Collisionless shocks in laboratory astrophysics experiments

TL;DR

This study investigates how plasma collisions affect laser-driven collisionless shock formation and ion acceleration in laboratory astrophysics, demonstrating that collisions can weaken shock effects and improve ion energy spectra.

Contribution

It compares two collisional algorithms in EPOCH and SMILEI codes, showing that collisions influence shock dynamics and ion acceleration, confirming the collisionless nature of shocks in experiments.

Findings

Collisions weaken space-charge effects in shock formation.

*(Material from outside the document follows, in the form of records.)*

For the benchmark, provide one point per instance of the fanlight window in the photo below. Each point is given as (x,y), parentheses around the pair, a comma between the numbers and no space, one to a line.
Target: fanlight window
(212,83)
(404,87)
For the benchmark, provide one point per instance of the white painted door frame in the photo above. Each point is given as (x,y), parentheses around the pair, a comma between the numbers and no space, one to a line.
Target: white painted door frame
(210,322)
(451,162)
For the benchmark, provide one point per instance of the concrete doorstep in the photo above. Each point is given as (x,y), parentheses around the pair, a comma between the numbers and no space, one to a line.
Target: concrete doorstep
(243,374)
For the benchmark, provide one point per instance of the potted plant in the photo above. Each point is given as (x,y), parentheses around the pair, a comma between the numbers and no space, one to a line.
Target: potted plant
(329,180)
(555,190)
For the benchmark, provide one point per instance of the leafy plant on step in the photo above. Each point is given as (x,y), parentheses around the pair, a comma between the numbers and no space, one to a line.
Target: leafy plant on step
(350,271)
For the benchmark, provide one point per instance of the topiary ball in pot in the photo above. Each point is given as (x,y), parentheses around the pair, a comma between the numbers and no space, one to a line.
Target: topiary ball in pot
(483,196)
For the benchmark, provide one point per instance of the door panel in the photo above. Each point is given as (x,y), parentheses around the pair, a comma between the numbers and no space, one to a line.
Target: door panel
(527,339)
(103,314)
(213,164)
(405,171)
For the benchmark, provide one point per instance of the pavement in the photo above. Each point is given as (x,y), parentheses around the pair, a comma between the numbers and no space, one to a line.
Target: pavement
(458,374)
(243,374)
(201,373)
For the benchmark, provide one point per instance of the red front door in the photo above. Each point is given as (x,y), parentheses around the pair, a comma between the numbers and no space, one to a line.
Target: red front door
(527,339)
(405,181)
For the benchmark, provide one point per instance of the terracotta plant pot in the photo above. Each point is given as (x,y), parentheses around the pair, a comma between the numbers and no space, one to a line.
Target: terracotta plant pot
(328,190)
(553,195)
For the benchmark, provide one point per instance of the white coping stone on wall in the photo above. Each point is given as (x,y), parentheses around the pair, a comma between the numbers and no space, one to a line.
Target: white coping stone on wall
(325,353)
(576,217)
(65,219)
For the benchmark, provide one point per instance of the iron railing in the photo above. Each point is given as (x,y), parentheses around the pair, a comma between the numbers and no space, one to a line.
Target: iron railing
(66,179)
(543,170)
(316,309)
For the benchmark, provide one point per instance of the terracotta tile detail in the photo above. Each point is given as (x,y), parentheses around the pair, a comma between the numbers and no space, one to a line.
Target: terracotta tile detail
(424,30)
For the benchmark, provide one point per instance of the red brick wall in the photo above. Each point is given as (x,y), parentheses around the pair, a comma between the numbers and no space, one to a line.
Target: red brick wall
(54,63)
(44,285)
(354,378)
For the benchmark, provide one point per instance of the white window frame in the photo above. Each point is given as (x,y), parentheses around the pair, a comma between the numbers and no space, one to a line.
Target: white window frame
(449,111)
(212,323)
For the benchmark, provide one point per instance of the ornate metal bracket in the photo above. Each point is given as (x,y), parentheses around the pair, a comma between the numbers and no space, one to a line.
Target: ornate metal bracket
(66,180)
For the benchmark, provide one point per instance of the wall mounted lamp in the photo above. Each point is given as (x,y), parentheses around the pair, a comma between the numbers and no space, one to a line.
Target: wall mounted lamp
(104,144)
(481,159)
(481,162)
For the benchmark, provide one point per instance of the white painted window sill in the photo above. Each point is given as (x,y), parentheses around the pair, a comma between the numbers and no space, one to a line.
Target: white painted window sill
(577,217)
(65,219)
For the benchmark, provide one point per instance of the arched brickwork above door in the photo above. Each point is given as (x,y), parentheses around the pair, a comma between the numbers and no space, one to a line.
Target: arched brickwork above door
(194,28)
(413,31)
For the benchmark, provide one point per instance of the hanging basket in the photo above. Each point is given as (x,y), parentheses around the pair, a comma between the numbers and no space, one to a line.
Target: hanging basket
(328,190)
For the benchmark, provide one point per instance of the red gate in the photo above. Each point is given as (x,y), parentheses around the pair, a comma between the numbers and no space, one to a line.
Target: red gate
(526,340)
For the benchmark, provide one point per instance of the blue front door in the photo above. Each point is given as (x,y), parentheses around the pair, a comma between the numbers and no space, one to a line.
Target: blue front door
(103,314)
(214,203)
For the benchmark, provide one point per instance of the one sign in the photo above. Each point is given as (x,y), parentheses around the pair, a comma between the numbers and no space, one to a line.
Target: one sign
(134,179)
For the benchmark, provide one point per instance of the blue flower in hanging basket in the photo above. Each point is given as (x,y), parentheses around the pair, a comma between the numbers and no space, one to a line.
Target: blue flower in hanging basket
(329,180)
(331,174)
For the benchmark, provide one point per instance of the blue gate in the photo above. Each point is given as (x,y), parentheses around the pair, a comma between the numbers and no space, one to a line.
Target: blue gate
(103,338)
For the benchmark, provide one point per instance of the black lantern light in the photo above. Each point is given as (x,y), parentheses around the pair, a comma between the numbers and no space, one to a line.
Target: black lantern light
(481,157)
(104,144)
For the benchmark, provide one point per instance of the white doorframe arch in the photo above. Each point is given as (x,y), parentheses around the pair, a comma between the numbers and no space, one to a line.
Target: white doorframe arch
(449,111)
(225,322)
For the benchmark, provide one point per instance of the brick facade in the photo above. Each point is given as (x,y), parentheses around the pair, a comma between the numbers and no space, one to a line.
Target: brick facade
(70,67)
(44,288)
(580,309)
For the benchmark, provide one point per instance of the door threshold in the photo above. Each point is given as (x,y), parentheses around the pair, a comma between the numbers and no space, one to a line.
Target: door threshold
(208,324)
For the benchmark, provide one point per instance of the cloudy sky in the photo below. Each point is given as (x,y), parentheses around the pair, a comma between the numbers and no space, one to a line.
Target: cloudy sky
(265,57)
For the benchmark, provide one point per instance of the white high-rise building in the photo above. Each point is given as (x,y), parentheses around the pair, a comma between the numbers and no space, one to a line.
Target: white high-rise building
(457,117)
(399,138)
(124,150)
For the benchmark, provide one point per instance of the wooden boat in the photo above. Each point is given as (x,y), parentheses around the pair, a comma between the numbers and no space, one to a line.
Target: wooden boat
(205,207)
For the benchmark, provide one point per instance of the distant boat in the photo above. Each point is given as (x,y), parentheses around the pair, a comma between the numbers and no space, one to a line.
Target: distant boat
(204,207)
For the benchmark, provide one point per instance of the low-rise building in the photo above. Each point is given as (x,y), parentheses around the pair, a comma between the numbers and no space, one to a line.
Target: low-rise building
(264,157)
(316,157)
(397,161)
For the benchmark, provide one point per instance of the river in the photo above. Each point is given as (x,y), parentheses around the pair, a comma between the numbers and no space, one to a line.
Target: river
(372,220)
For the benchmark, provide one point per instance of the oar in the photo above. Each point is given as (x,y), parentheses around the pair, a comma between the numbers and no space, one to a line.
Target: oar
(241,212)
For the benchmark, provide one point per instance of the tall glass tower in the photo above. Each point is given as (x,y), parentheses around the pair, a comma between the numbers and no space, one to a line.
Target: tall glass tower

Ion energy spectra improve by at least 10% with collisions.

Results confirm the collisionless nature of shocks in laboratory settings.

Abstract

Influence of the plasma collisions on the laser-driven collisionless shock formation and subsequent ion acceleration is studied on the basis of two different collisional algorithms and their implementations in two well-known particle-in-cell codes EPOCH and SMILEI. In this setup, an ultra-intense incident laser pulse generates hot-electrons in a thick target, launching an electrostatic shock at the laser-plasma interface while also pushing the interface through the hole-boring effect. We observe, to varying degrees, the weakening of the space-charge effects due to collisions and improvements ($\ge 10\%$) in the energy spectra of quasi-monoenergetic ions in both PIC codes EPOCH and SMILEI. These results establish the `collisionlessness' of the collisionless shocks in laboratory astrophysics experiments.